Renogy does not market the best stuff. Used quality panels I purchased off of Craigslist outperformed new Renogy panels. I am not impressed with their batteries either. With six of them, you are kind of stuck? As a general rule, the more parallel strings of batteries you have, the more poorly balanced they become. You could make a 24V system, with 3 parallel strings, but I think even 3 is too many, but of course not as bad as six. You could make a 48V system with four of them in series, but you are stuck with two extra batteries. One alternative is to buy two more of those batteries and make a 4S2P battery bank. However, I loathe the thought of recommending the purchase of more Renogy batteries. So, maybe a 3S2P 24V system is the best alternative you have.
If you want to buy more panels, first remember the two following mantras.
1) In series volts add, while amps stay the same. In parallel amps add, while volts stay the same.
2) When mixing panels in a series string, any voltage can be paired but amperage must be within 5%. When mixing panels in different parallel strings, any amperage can be paired, but voltage must be within 5%.

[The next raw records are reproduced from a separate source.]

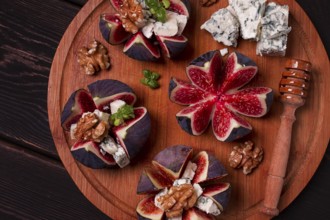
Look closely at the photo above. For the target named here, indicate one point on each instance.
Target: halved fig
(146, 209)
(139, 48)
(172, 46)
(214, 93)
(144, 48)
(200, 171)
(130, 136)
(112, 29)
(88, 153)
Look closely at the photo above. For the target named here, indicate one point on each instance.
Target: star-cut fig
(130, 136)
(177, 166)
(215, 94)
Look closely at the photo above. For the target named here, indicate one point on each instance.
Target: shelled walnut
(246, 156)
(131, 15)
(178, 198)
(207, 3)
(93, 58)
(90, 127)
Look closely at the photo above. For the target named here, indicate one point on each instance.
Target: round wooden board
(114, 190)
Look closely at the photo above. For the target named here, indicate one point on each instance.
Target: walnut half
(93, 58)
(246, 156)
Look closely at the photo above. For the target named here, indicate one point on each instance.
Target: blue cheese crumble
(249, 14)
(223, 26)
(275, 30)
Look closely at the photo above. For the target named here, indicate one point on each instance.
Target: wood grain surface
(105, 187)
(31, 173)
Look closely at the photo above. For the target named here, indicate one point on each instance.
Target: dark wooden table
(33, 181)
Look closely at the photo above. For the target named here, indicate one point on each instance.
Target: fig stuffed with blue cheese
(183, 185)
(147, 27)
(107, 129)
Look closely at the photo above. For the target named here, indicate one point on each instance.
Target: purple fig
(88, 153)
(139, 48)
(146, 209)
(174, 158)
(172, 46)
(214, 94)
(133, 134)
(79, 102)
(106, 91)
(112, 29)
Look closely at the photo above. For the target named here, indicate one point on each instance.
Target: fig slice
(227, 126)
(208, 169)
(139, 48)
(79, 102)
(215, 93)
(112, 29)
(172, 46)
(184, 93)
(133, 134)
(174, 158)
(88, 153)
(204, 71)
(219, 193)
(252, 102)
(146, 209)
(196, 214)
(195, 118)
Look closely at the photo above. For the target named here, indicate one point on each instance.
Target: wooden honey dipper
(293, 90)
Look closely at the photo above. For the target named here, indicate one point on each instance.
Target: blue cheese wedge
(249, 14)
(223, 26)
(275, 30)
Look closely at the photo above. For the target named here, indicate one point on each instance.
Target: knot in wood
(178, 198)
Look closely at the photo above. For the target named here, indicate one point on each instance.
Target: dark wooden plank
(29, 34)
(34, 187)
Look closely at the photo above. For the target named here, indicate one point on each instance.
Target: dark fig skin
(79, 102)
(174, 158)
(90, 159)
(112, 30)
(139, 48)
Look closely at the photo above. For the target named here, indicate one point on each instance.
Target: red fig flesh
(215, 94)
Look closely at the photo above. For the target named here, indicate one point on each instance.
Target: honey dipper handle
(279, 161)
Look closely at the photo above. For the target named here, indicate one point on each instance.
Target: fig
(139, 48)
(112, 29)
(143, 45)
(215, 93)
(130, 136)
(200, 171)
(172, 46)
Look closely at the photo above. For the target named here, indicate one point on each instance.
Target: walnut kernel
(246, 156)
(207, 3)
(178, 198)
(93, 58)
(90, 127)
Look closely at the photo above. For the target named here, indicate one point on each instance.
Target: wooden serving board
(114, 190)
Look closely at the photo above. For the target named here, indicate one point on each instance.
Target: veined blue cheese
(249, 14)
(207, 205)
(275, 29)
(224, 27)
(118, 153)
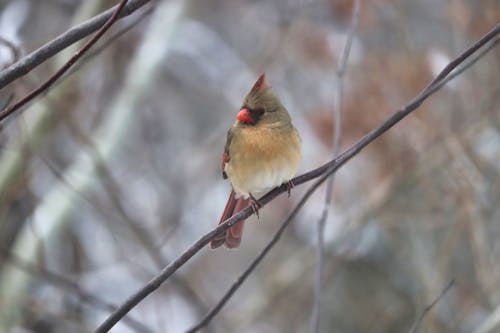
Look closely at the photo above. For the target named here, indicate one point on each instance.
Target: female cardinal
(263, 150)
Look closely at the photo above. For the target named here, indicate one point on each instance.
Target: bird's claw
(289, 186)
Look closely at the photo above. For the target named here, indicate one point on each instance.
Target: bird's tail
(232, 238)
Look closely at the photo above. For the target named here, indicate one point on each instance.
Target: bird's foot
(289, 186)
(255, 204)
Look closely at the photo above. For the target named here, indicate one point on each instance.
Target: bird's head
(261, 107)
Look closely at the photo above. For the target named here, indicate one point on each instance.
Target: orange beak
(245, 116)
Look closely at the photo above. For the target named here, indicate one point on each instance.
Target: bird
(263, 150)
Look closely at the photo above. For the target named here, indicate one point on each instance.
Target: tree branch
(320, 251)
(44, 86)
(323, 171)
(71, 36)
(67, 285)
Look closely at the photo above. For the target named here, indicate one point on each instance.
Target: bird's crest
(259, 85)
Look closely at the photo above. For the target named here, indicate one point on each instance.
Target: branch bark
(323, 171)
(71, 36)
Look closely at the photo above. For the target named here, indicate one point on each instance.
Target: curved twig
(69, 37)
(324, 171)
(44, 86)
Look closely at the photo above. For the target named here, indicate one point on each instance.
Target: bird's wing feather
(225, 154)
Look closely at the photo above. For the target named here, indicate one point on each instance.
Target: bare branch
(71, 36)
(415, 326)
(324, 171)
(69, 286)
(44, 86)
(320, 252)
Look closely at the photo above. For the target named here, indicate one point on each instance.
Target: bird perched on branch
(263, 150)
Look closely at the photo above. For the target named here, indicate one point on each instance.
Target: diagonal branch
(44, 86)
(71, 287)
(324, 171)
(416, 324)
(71, 36)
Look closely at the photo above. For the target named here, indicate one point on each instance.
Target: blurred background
(116, 171)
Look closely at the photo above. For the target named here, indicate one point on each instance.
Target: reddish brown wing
(225, 154)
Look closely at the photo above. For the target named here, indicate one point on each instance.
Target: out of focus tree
(151, 106)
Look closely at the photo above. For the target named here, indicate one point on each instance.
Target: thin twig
(416, 324)
(239, 281)
(16, 52)
(320, 252)
(324, 171)
(69, 286)
(44, 86)
(69, 37)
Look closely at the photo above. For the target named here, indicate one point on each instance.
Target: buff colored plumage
(263, 150)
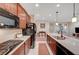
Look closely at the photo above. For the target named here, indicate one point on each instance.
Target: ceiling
(47, 11)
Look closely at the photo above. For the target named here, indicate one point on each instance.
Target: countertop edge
(17, 47)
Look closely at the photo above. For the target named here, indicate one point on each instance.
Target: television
(77, 30)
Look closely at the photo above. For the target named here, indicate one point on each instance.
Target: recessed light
(58, 5)
(50, 15)
(36, 5)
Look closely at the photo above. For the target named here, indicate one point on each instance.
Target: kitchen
(39, 29)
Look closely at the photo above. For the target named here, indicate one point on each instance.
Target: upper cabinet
(22, 17)
(17, 10)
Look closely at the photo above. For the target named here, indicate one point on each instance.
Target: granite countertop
(71, 43)
(24, 38)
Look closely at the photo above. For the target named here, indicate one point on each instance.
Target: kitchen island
(68, 45)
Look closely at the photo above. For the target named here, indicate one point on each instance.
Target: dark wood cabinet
(52, 44)
(18, 10)
(19, 51)
(27, 46)
(24, 48)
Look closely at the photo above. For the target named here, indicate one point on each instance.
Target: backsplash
(8, 34)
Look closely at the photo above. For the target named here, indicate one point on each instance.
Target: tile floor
(41, 39)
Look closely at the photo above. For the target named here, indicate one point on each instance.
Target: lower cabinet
(24, 48)
(56, 48)
(27, 46)
(19, 51)
(52, 44)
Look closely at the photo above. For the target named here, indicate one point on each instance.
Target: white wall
(54, 28)
(42, 29)
(72, 27)
(8, 34)
(69, 30)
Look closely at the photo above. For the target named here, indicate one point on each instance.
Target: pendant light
(56, 18)
(74, 18)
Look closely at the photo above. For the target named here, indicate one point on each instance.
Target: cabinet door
(19, 51)
(27, 46)
(52, 44)
(2, 5)
(22, 17)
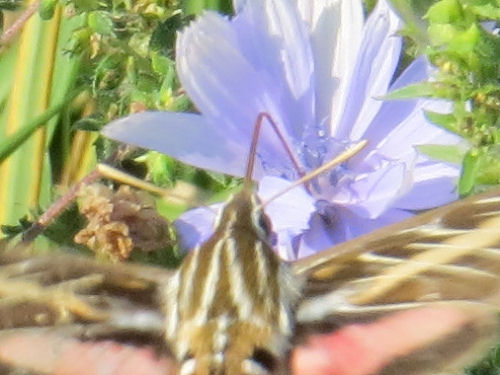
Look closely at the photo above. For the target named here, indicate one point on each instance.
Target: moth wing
(443, 264)
(86, 298)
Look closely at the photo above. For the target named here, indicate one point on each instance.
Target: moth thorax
(230, 306)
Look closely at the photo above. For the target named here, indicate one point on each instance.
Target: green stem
(9, 145)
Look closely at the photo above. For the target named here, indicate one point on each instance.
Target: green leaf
(440, 34)
(10, 4)
(160, 63)
(446, 153)
(424, 89)
(470, 169)
(100, 22)
(466, 41)
(445, 11)
(47, 8)
(446, 121)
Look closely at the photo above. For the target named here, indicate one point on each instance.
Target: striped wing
(443, 265)
(426, 291)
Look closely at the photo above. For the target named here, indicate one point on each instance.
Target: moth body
(230, 306)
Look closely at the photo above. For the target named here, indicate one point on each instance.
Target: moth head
(243, 349)
(244, 211)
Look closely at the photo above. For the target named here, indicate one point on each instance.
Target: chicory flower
(320, 70)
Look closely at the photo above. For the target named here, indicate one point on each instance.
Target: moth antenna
(347, 154)
(253, 147)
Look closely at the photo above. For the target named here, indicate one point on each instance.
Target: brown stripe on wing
(445, 258)
(115, 301)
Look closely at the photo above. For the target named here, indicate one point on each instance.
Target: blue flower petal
(376, 63)
(187, 137)
(195, 226)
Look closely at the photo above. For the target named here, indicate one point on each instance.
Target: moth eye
(264, 359)
(265, 224)
(188, 366)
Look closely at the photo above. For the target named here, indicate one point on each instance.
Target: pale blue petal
(289, 213)
(232, 79)
(195, 226)
(336, 225)
(336, 29)
(435, 184)
(275, 40)
(376, 63)
(371, 194)
(187, 137)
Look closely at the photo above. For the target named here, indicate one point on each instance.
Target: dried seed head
(121, 221)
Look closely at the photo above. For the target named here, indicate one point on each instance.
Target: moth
(234, 308)
(445, 262)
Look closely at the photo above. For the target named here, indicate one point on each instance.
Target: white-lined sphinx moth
(448, 258)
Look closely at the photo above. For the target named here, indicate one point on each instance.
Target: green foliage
(490, 365)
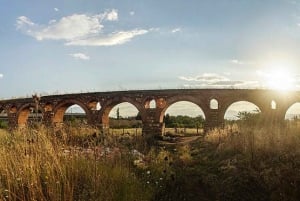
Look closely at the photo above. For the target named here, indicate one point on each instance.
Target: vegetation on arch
(183, 121)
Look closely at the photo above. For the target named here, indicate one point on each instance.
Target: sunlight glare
(278, 76)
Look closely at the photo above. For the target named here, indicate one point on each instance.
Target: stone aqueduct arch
(53, 108)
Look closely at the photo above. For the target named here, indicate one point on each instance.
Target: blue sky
(65, 46)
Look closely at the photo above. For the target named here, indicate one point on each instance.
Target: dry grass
(38, 166)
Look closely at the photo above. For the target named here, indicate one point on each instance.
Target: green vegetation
(183, 121)
(243, 161)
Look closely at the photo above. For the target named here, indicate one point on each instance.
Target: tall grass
(38, 166)
(257, 163)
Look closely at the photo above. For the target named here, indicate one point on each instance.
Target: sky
(71, 46)
(68, 46)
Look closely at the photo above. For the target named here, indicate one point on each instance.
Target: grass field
(239, 162)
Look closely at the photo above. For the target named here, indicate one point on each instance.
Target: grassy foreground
(240, 162)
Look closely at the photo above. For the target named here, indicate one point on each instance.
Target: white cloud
(109, 40)
(212, 80)
(235, 61)
(112, 15)
(80, 56)
(79, 29)
(67, 28)
(176, 30)
(206, 77)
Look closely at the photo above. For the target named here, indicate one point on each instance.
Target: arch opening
(123, 119)
(29, 115)
(71, 113)
(3, 119)
(183, 118)
(151, 103)
(75, 115)
(293, 113)
(242, 111)
(214, 104)
(273, 105)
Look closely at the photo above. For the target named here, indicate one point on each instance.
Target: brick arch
(192, 99)
(111, 103)
(227, 105)
(23, 112)
(2, 108)
(286, 107)
(60, 109)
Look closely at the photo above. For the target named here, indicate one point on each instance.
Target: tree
(118, 113)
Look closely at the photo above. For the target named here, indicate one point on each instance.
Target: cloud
(109, 40)
(212, 80)
(112, 15)
(80, 56)
(79, 29)
(67, 28)
(235, 61)
(176, 30)
(206, 77)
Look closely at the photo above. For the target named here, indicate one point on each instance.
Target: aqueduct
(213, 102)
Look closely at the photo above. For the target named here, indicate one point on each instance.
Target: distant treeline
(181, 121)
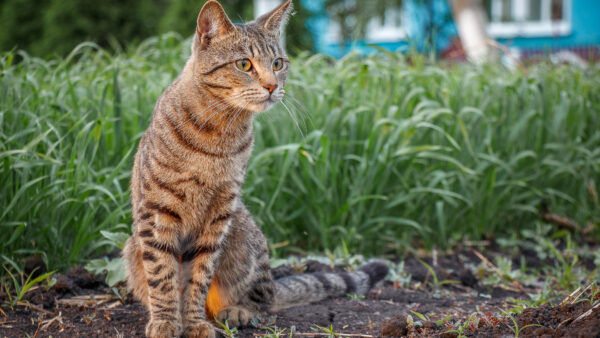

If you want to buy additional panels in the future, and you already have five 20V panels wired in series for 100VDC, all you need to do is match any other panel string to the same voltage (mantra 2, sentence 2). Shop for 60-cell grid-tie panels with a Vmp of ~33V. Three of those in series would give you the 99-100VDC to match up with the strings you already have. Actually, any voltage between 95-105V is going to be perfectly fine.
Then replace the 12V inverter with a 24V one. There are better choices then Renogy. What kinds of loads will you need to support. Lights, TV, computer, and a frig is easy. Big power tools, or anything with a big electric motor that starts under load has what's called a "starting surge", which is typically 3-5X the documented power draw, for just 500 milliseconds or so.
Read the fine print of the inverter you chose to buy. Ignore how MUCH they can surge. Pay close attention to how LONG they can surge. The cheaper high-frequency transformerless inverters typically can surge for less than 1 AC cycle, or <16 milliseconds. Quality transformer-based inverters can surge for between 5-60 seconds (not milliseconds), and are perfect for big power tools.
For my workshop, I power that with Schneider's Conext 4024 inverter. I've run a cement mixer, 1.6hp air-compressor, and a 7" saw, all at the same time, without the inverter blinking! It does however cost 3X the price of lessor inverters, but it can run 3X more stuff. You get what you pay for! It also puts out split-phase 120/240VAC, and has a built-in generator charging circuit.